Data downloads¶

Download processed data from GMrepo¶

File	Description
Projects	A list of projects and related information such as project description.
Projects summary	A list of projects and information such as total numbers of associated runs, processed runs, valid runs and failed runs.
All runs	Information on runs/samples collected in this database, including their associated projects and other curated meta-data.
Processed runs	A list of processed runs, tools used for analysis, and their QC statuses.
Relative abundances	Relative abundances at species and genus levels in samples/runs that passed our QC criteria.
Relative abundance summary	Summary statistics on the taxonomic abundance data.
Taxon co-occurrence data	Taxon co-occurrence in runs/samples of each phenotype, calculated separately for species and genus.
Statistics by phenotype	Statistics by phenotype, including number of runs (with meta-data), processed/valid/failed runs, and number of associated species and genera.
MySQL dump of the whole database	MySQL dump of all tables in the database.
MeSH table	Medical Subject Headings (MeSH) data used in this study.
NCBI taxonomy table	Reformatted NCBI taxonomy: taxon ID to scientific name and rank.

Note

Please note that in the NCBI taxonomy database, two types of taxonomy IDs are used:

taxon_id: Internal unique ID used by NCBI taxonomy
ncbi_taxon_id: The actual NCBI taxonomy ID of a taxonomy entity

Download raw sequence data¶

Due to limited hardware capacity, we do not offer raw sequence data downloads directly from our database.

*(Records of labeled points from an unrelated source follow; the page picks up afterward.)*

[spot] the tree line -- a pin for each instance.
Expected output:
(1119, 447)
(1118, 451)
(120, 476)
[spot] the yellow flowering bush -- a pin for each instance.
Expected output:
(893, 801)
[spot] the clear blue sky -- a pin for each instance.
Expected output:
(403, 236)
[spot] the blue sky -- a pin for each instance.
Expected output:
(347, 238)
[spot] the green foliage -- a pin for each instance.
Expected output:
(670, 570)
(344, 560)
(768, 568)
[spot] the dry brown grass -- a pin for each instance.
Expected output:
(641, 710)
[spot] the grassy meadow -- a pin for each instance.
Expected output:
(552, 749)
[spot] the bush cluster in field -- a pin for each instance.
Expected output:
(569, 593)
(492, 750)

Instead, users should download raw sequence reads from public databases such as the SRA (Sequence Read Archive) at NCBI (National Center for Biotechnology Information).

To do so:

Copy & paste the run ID of interest into the "Search" box on the SRA website
Visit the corresponding run page, and use download links provided
Or use the "linkout" icon (available for each run ID in GMrepo) to go directly to the corresponding SRA run page

Alternatively, use command-line tools from the SRA Toolkit to download raw data in various formats. Common tools include:

fastq-dump: download SRA data to a local directory. Usage:

fastq-dump [options] <run_accession_id>

prefetch: download SRA, dbGaP and ADSP data. Usage:

prefetch [options] <run_accession_id>

For more details, consult the SRA Toolkit documentation.